落园 – Page 48 – 来者皆客

不说人话的R报错信息

此文为译文，谨此来纪念那些被R不知所云的稀奇古怪的报错折磨过的凄凉岁月...

Translating Weird R Errors
January 20, 2013
By Slawa Rokicki

原文写的很风趣，时间所限我就简单的翻译一下了。

1. 其实我只是拼错了变量名...

运行这段代码：

prob1<-as.data.frame(cbind(c(1,2,3),c(5,4,3)))
colnames(prob1)<-c("Education","Ethnicity")
table(prob1$education, prob1$Ethnicity)

然后R会报错：

all arguments must have the same length

莫名其妙有木有？
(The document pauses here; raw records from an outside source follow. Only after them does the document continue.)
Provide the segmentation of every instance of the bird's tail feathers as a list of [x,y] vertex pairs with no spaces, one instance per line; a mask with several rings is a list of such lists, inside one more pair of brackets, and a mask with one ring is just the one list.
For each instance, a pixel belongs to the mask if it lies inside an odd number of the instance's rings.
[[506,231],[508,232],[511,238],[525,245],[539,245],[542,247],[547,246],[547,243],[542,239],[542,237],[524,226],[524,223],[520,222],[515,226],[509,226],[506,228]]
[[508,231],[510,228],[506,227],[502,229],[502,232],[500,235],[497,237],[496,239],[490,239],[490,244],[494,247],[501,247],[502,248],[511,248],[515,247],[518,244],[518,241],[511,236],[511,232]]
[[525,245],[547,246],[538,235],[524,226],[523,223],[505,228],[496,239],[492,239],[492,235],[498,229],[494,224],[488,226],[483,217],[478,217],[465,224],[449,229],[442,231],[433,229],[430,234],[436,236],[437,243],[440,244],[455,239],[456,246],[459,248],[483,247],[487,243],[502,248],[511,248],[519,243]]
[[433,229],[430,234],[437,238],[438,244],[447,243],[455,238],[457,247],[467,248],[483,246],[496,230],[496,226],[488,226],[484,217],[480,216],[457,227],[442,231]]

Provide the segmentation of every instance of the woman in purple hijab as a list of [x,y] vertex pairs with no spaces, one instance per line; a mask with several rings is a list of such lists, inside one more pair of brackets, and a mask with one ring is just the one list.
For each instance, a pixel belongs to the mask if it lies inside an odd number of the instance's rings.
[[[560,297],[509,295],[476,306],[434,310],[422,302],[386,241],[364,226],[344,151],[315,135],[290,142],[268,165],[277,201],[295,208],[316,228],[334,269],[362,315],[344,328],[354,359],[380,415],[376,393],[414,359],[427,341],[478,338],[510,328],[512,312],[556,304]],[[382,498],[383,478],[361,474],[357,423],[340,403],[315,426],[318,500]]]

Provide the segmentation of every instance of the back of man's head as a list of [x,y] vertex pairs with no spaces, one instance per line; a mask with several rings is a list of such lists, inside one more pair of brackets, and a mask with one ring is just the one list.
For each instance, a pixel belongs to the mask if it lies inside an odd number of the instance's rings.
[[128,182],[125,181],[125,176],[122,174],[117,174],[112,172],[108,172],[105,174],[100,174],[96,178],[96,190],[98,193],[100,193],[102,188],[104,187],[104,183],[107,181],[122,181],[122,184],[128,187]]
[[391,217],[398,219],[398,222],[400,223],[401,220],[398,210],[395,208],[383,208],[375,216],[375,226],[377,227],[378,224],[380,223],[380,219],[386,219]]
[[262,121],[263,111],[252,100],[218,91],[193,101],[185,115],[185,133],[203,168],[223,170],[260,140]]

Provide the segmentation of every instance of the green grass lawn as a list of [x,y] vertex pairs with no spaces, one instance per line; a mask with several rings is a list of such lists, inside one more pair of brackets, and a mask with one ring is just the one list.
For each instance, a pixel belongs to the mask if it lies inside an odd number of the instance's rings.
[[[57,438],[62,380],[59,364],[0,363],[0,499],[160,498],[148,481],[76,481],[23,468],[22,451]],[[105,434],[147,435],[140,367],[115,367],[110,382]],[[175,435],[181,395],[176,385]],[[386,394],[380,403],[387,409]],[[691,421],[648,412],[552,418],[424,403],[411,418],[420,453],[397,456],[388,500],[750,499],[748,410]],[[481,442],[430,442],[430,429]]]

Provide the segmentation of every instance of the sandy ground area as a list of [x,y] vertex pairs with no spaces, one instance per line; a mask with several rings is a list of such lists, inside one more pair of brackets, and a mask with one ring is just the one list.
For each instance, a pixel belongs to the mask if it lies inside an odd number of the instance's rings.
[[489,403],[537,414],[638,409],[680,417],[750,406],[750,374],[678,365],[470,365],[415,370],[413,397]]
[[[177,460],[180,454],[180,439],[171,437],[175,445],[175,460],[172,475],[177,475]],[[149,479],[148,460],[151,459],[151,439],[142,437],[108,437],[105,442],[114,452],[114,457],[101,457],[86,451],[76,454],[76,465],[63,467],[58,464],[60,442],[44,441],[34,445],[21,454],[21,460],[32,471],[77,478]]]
其实正确的应该是：

table(prob1$Education, prob1$Ethnicity)

我只是忘了大写了...囧。

2. 我只是调用了不存在的变量....

比如我运行：

prob1$gender_recode <-as.numeric(prob1$Gender==2)

然后就会报错：

replacement has 0 rows, data has 3

但是这样就没问题：

prob1$Educ_recode<-as.numeric(prob1$Education==2)

原因只是gender这个变量不存在....你就不能直接告诉我找不到变量么？

3. 找不到变量？

我这次确保Education是有的，但是居然还是报错？

nrow(prob1[prob1$Education!=1])

报错：

undefined columns selected

而人家只是少打了一个逗号而已嘛...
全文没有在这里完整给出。